Does Anyone have some ideas why the model cannot be speedup by tensorrt?
How should I change the model that I could use Tensorrt?

Hi,

Other than the suggestions above, the best way to get more performance is probably for a larger portion of the model (or the entire model) to be supported by TensorRT, to have more optimized implementations, as well as less switching with TF.

A simple approach might be to try using TF-TRT with TensorRT 7 (nvcr.io/nvidia/tensorflow:20.01-tf1-py3 since you mentioned Docker), and see if any more ops are supported between TRT6 anmd TRT7.

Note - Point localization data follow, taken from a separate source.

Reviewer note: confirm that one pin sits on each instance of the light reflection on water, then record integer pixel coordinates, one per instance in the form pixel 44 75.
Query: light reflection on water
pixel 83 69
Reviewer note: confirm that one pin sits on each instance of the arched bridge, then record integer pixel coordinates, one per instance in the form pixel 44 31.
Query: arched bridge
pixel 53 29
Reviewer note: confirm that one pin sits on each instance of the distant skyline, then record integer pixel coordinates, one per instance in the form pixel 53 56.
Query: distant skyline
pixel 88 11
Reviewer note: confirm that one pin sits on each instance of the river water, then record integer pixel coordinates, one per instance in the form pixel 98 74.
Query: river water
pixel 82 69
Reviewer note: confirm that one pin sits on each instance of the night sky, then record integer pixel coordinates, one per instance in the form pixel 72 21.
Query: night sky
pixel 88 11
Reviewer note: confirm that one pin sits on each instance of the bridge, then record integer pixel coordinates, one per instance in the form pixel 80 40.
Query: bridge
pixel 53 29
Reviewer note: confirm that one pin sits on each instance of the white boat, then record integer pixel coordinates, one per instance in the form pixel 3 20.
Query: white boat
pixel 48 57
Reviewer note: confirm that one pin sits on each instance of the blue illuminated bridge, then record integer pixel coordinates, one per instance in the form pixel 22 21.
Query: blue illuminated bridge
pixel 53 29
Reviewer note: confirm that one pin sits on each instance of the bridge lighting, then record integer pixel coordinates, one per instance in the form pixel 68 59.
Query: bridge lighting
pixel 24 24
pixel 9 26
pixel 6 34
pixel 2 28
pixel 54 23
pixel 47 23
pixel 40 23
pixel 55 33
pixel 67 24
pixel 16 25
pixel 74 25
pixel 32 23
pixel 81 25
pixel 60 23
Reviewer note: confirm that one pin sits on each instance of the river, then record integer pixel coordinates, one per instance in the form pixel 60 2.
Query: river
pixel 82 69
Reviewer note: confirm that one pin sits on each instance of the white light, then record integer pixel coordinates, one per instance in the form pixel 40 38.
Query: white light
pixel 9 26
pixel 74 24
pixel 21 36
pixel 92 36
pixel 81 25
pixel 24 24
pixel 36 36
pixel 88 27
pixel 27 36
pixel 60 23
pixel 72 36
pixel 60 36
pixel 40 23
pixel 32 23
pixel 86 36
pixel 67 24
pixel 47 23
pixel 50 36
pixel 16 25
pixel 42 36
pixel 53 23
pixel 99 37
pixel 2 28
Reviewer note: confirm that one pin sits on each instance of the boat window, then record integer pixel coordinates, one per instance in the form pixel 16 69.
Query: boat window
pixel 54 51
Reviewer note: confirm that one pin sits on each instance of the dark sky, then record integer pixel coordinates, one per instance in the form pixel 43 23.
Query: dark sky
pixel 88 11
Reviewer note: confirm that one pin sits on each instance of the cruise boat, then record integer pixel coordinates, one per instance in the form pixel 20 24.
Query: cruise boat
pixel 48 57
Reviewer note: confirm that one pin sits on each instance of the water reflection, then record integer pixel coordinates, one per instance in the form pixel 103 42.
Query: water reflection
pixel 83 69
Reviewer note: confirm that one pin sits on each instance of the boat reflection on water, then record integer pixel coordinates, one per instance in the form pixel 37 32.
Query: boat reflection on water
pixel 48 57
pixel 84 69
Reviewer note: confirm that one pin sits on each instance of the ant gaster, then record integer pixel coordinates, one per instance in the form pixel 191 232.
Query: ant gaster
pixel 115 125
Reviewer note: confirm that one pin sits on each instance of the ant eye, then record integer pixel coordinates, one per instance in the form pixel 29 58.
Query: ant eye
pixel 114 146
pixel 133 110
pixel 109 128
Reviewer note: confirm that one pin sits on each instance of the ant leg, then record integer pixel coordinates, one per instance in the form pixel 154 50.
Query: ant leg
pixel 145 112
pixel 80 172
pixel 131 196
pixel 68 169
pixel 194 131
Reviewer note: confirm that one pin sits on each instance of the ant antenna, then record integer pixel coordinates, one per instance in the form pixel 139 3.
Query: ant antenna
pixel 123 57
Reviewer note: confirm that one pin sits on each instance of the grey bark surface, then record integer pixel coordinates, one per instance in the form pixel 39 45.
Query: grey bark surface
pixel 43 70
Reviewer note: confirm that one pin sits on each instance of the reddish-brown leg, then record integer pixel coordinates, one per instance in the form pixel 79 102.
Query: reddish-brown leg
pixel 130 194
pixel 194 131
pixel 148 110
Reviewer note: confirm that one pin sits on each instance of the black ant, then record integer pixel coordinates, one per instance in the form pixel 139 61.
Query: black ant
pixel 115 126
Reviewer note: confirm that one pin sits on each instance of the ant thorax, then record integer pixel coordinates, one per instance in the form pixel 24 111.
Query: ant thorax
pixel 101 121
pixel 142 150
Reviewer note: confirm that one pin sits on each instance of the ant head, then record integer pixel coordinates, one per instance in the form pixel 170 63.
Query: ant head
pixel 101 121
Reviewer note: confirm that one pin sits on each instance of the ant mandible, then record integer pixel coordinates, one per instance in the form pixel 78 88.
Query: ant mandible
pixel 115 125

You could also try to convert your model to ONNX with tf2onnx, and try to convert ONNX->TRT with TensorRT 7, but I’m not sure this is likely to work since such a low percentage of the model above was converted with TF-TRT. Still worth a try if you have the time, as a full TensorRT engine will likely be the most performant.